Commonly, laser-based material processing systems have a gantry motion system for moving the laser beam across a material processing area. For example, the motion system can include a moveable arm orientated along an X-axis and configured to travel along a Y-axis of movement by sliding along a pair of Y-axis orientated rails. Optical elements positioned along one of the rails and the moveable arm are configured to capture and redirect a laser beam from a stationary laser source toward a focus carriage that is attached to and moves along the moveable arm to position the focused laser beam at a desired point along the X-axis. The focus carriage typically houses additional optical elements configured to capture and redirect the laser beam toward the material processing area.
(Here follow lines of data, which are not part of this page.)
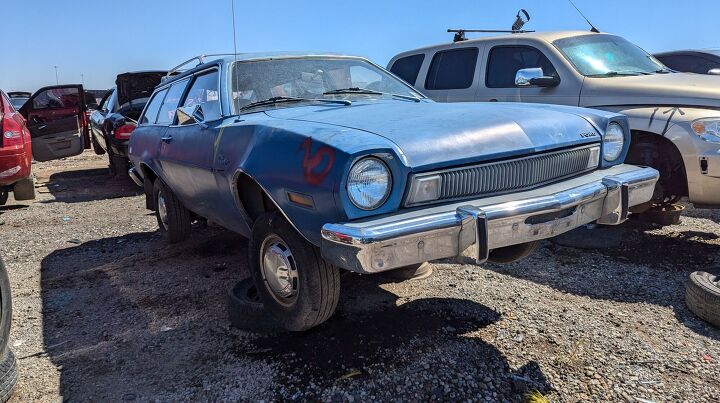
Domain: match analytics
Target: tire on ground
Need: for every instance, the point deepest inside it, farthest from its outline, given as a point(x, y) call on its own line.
point(177, 227)
point(8, 367)
point(702, 295)
point(317, 285)
point(245, 309)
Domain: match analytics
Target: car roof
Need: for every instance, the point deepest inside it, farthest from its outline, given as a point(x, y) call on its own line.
point(549, 36)
point(249, 57)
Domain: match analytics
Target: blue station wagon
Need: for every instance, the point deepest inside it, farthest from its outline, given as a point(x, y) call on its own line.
point(329, 162)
Accordingly, the gantry motion system arrangement allows the laser beam to be directed to any position within an X-Y field of motion via movement of the arm along the Y-axis and movement of the focus carriage along the arm.
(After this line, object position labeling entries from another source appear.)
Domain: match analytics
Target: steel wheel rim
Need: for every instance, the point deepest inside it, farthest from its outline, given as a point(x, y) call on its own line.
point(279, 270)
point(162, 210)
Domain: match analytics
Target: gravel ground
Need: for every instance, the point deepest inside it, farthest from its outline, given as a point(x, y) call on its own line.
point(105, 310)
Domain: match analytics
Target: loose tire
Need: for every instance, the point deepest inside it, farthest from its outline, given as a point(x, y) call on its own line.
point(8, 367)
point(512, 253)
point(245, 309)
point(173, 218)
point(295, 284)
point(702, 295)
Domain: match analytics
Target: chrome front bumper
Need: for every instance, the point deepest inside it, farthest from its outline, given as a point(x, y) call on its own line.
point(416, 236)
When the focused laser beam irradiates the surface of a target material (i.e., wood, plastic, leather, coated metals, etc.), such as for cutting patterns or engraving images, fumes, particulates, smoke, debris, etc. (i.e., contaminants) are generated at the site of irradiation. If not evacuated, these contaminants can negatively affect and/or damage both the optic and motion system components described above. Accordingly, such contaminants should be extracted from the site of material processing. In some conventional systems, the contaminants are vented away from the processing area, while in other conventional systems, the contaminants are filtered from the air to prevent damage to the system, as well as to prevent exposure to the system operator and/or other bystanders.
Conventional exhausting systems in laser-based material processing applications, for example, typically include enclosing the material processing area and system components in a common housing and then venting the housing low-pressure, high-volume vacuum exhaust blowers. For example, an exhaust manifold connected to an externally located exhaust blower can be positioned along one wall of the housing (i.e., along the X-axis) and a fresh air intake slot can be formed in a wall of the housing opposite of the exhaust manifold. Operation of the exhaust blower produces a negative pressure volume which can direct a so-called “curtain of moving air” across the surface of the material being processed. The laminar air flow produced should be as wide as the motion system field of travel to effectively remove the contaminants. Accordingly, the exhaust blowers must be able to move large volumes of air in order to effectively exhaust all smoke generated during material processing.
Additional exhausting systems can include a flexible exhaust hose directly attached to the focus carriage. In such systems, the exhaust hose moves with the focus carriage during material processing. The nozzle of the exhaust hose is typically orientated proximal to the point of laser irradiation, thereby removing contaminants directly from their point of generation. Such exhaust systems generally rely on exhaust blowers that create higher vacuum pressure but lower air flow for achieving increased exhaust velocities to capture the contaminants quickly before dispersion. Other known arrangements include exhaust systems designed to remove contaminants through a base structure positioned below the material processing area. However, these systems are only effective when cutting through a workpiece. If images are engraved on the surface of the workpiece, for example, these exhaust systems are not effective.